La distanza, in realtà, nel brano non è solo quella fisica, ma quella che ci costringe a fare i conti con il bisogno di essere visti, accolti, confermati. Credo che tutti, almeno una volta, si siano sentiti così e abbiano dovuto fare i conti con un amore del genere: un amore che ti spinge a dare tutto, anche quando non sai se arriverai indenne a destinazione. Un amore in
cui ti rendi conto di starti perdendo dentro qualcuno e non sai se sia una cosa bellissima o pericolosa.” — Yume

Con “Il mio primo tutto”, Yume conferma la sua capacità di trasformare esperienze personali in canzoni universali. Ogni parola è un frammento di vita, ogni melodia un’emozione condivisa.
Dopo “Notte Stellata”, “Corno Blu”, “Tutto qua” e “Mi piaci ma”, questo nuovo singolo segna una crescita evidente — nella scrittura, nella maturità emotiva e nella ricerca sonora.
Yume continua così a distinguersi come una delle voci emergenti più sincere e riconoscibili della nuova scena indie pop italiana: capace di raccontare la fragilità con forza, e di rendere l’intimità un linguaggio universale.

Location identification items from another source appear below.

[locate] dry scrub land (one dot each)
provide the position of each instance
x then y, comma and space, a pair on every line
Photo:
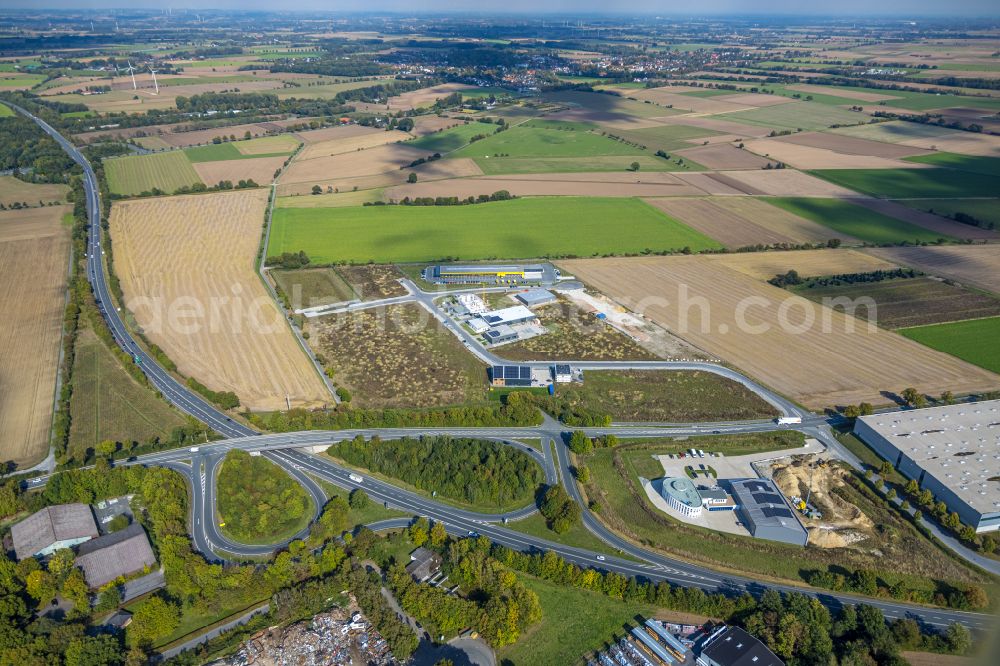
777, 337
574, 335
186, 267
398, 356
34, 255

Yume, nome d’arte scelto per il suo significato onirico, è un’artista della Valle d’Itria, più precisamente di Martina Franca. Fin da subito ha trovato nella musica il suo rifugio e la sua forma di espressione più autentica.
Con una chitarra sempre accanto e un mondo di emozioni da raccontare, trasforma le esperienze personali in brani capaci di parlare a chiunque.
Il suo debutto nel 2023 con “Notte Stellata” ha subito messo in luce la sua sensibilità artistica, confermata poi dai successi di “Corno Blu”, “Tutto qua” e “Mi piaci ma”.
Con “Il mio primo tutto”, Yume consolida ulteriormente la sua identità: una scrittura evocativa, una voce che sa emozionare e la capacità di raccontare l’amore in tutte le sue sfumature.
Un’artista da seguire — perché ogni suo brano è un piccolo universo di sincerità, vulnerabilità e sogno.